No conocía personalmente a Boltvinik, pero su nombre y sus ideas me eran familiares desde el año 2002, cuando la Asociación de Universidades Confiadas a la Compañía de Jesús en América Latina (Ausjal) decidió diseñar e impartir el primer curso continental sobre pobreza. Una mente aguda y muy comprometida con el tema, que habla transmitiendo pasión y sentido de urgencia.
La publicación trata de dar respuesta a dos preguntas: por qué todavía hay campesinos en el mundo y por qué son pobres. Desde allí quedé enganchado y a medida que avanzaba pensaba en la enorme necesidad que tenemos de hablar de pobreza y de campesinos.
América Latina es una región dizque mayoritariamente urbana, con niveles de pobreza que se han estancado en los últimos años y con grandes, enormes, deficiencias en las instituciones que atienden la agricultura y a las personas que habitan el espacio rural. Pero sobre todo pensaba en Guatemala, país que casi ha maldecido la palabra campesino y la ha arrinconado en la esquina de términos peyorativos y politizados, que despiertan reacciones tan viscerales como irracionales.
Bien nos caería reabrir esa conversación, darle contenido y tratar de entender a ese sujeto tan vilipendiado como mitificado. Sujeto que ha quedado enterrado bajo eso que podríamos llamar los silencios de la ruralidad: el silencio narrativo, pues sabemos de sobra que la manera más efectiva de restarle importancia a algo es ignorarlo, dejar de hablar de ello, dejar de generar estadísticas y medirlo, hacer como que no existe; y el silencio institucional, que siempre es el espejo operacional de una narrativa, de un discurso político y social que ignora y mira convenientemente hacia otra parte.
La tesis central de la publicación gravita alrededor de la estacionalidad agrícola y las consecuencias que tiene sobre las condiciones de vida del campesino. Es decir, el ciclo de un cultivo, que solamente demanda trabajo una parte del año y obliga a buscar formas de generar ingresos complementarios en otras actividades.

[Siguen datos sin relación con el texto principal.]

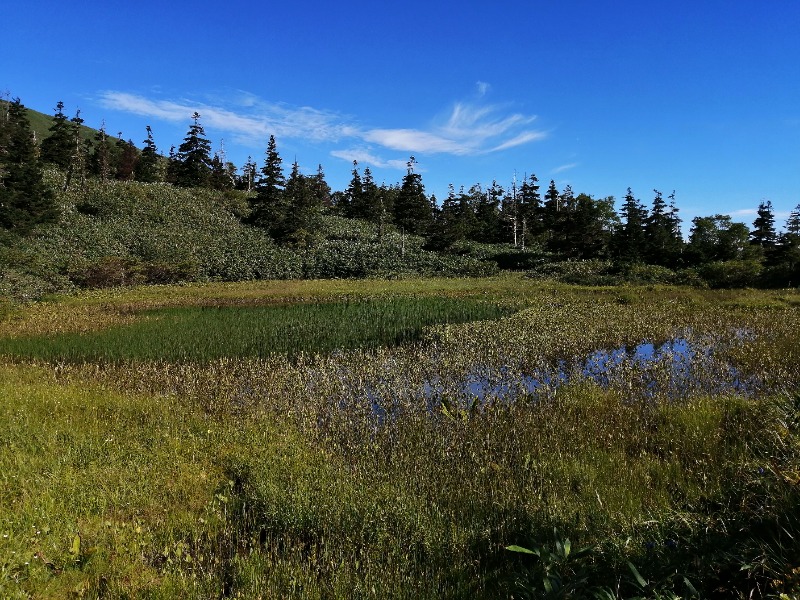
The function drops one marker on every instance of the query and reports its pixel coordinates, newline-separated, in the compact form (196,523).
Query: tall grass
(372,473)
(201,334)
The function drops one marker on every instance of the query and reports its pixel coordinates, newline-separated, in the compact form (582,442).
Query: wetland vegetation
(368,468)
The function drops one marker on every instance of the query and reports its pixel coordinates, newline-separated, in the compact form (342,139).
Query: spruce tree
(321,189)
(412,210)
(530,210)
(25,201)
(56,148)
(147,169)
(302,210)
(80,153)
(630,243)
(194,157)
(352,205)
(220,177)
(267,208)
(763,233)
(663,242)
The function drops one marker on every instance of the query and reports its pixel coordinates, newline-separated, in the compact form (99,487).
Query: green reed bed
(271,477)
(201,334)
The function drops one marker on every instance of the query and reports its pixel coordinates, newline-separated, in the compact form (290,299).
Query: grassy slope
(41,123)
(123,233)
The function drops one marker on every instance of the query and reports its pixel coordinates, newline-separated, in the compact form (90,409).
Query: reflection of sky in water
(672,369)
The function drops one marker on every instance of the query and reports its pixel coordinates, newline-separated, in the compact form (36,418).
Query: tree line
(558,224)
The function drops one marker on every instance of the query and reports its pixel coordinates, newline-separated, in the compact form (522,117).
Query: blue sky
(698,97)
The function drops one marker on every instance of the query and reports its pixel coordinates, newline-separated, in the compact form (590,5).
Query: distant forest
(539,227)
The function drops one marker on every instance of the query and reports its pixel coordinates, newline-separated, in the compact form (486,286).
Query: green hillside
(125,233)
(41,123)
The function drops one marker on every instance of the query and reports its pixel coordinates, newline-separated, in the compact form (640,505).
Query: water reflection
(673,369)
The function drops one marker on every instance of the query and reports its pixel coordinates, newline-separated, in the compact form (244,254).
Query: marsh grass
(201,334)
(269,477)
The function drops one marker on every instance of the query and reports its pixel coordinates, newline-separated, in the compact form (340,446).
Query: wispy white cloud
(260,119)
(469,128)
(563,168)
(366,157)
(483,87)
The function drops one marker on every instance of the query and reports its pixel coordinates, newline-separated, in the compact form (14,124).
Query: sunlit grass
(207,333)
(273,477)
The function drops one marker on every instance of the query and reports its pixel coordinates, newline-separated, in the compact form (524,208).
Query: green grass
(200,334)
(272,478)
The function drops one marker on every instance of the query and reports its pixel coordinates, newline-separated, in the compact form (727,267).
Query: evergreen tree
(663,241)
(793,222)
(303,210)
(786,254)
(589,232)
(530,210)
(487,214)
(220,177)
(267,208)
(351,202)
(56,148)
(320,189)
(102,157)
(763,233)
(716,238)
(80,153)
(248,179)
(128,159)
(194,157)
(147,169)
(25,201)
(370,198)
(630,243)
(412,210)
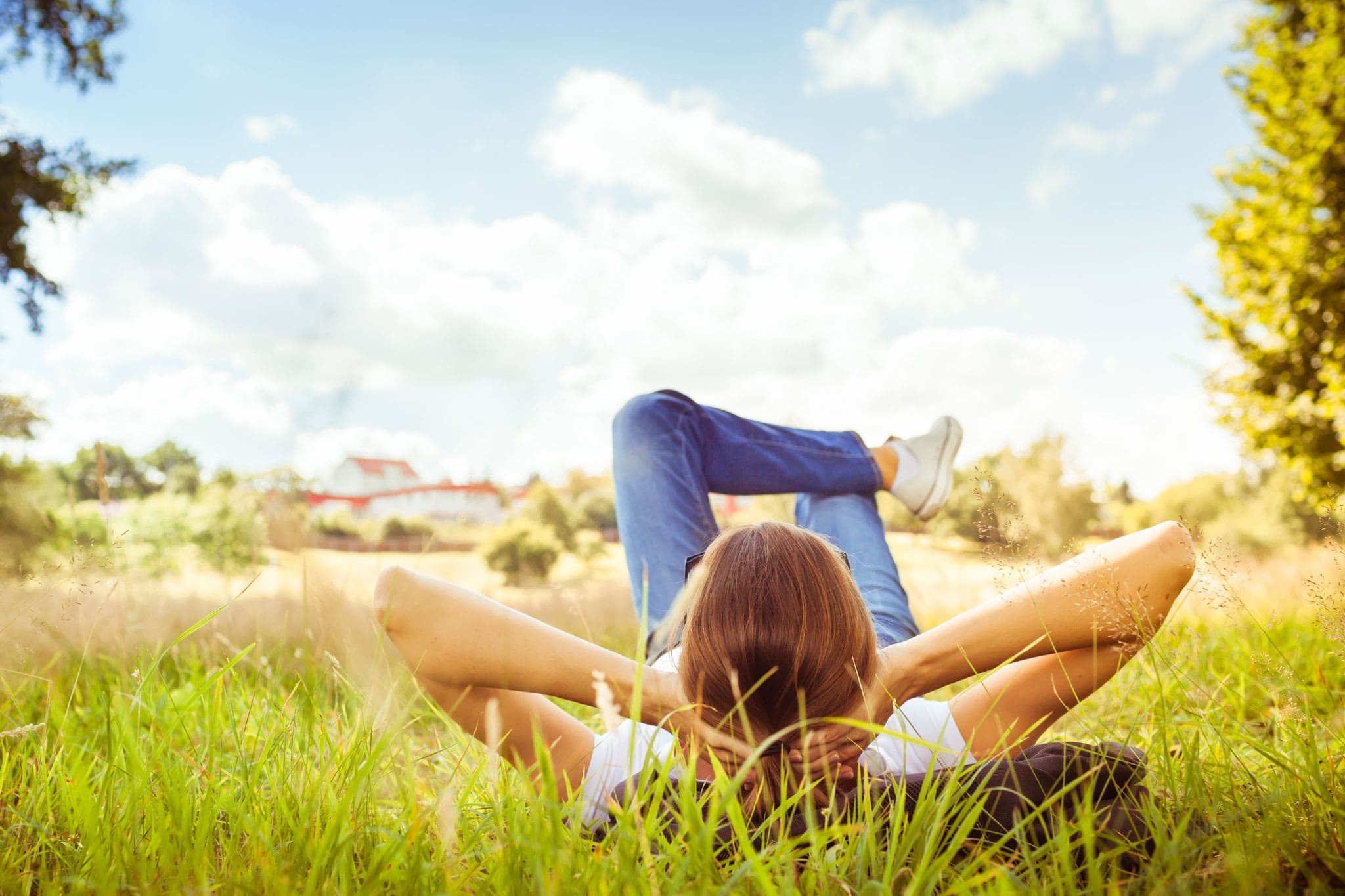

Y de la manera en que lo logra se derivan explicaciones de su pobreza, pero también de su supervivencia a lo largo del tiempo, a lo largo de la historia. Se trata entonces de entender y proponer formas de resolver la aparente contradicción entre la lógica del mercado, que tiende a organizarse en formas de producción homogéneas y continuas, y las formas de vida del campesino, que son diversas por naturaleza.
Como bien lo describe Armando Bartra, otro de los autores del libro: «... los mesoamericanos no sembramos maíz, creamos milpas. Son cosas diferentes. El maíz es una planta y la milpa un estilo de vida. El maíz plantado solo es algo monótono, mientras que la milpa es variedad: en ella, el maíz, los frijoles, los guisantes, las habas, la calabaza, el chile, las peras vegetales, los tomates silvestres, el amaranto, los árboles frutales, el nopal y la variada fauna que los acompaña se entremezclan [...] Ellos, en climas fríos, producen sus alimentos en plantaciones homogéneas, mientras que nosotros, cuando nos dejan continuar nuestra vocación agroecológica, los cosechamos en jardines barrocos».
Es muy importante recuperar perspectiva en la comprensión del campesino, sus formas de vida y su papel en el desarrollo de Guatemala. No hacerlo es seguir insistiendo en un relato incompleto, que ignora o esconde la realidad de este país: pobre, rural y muy desigual.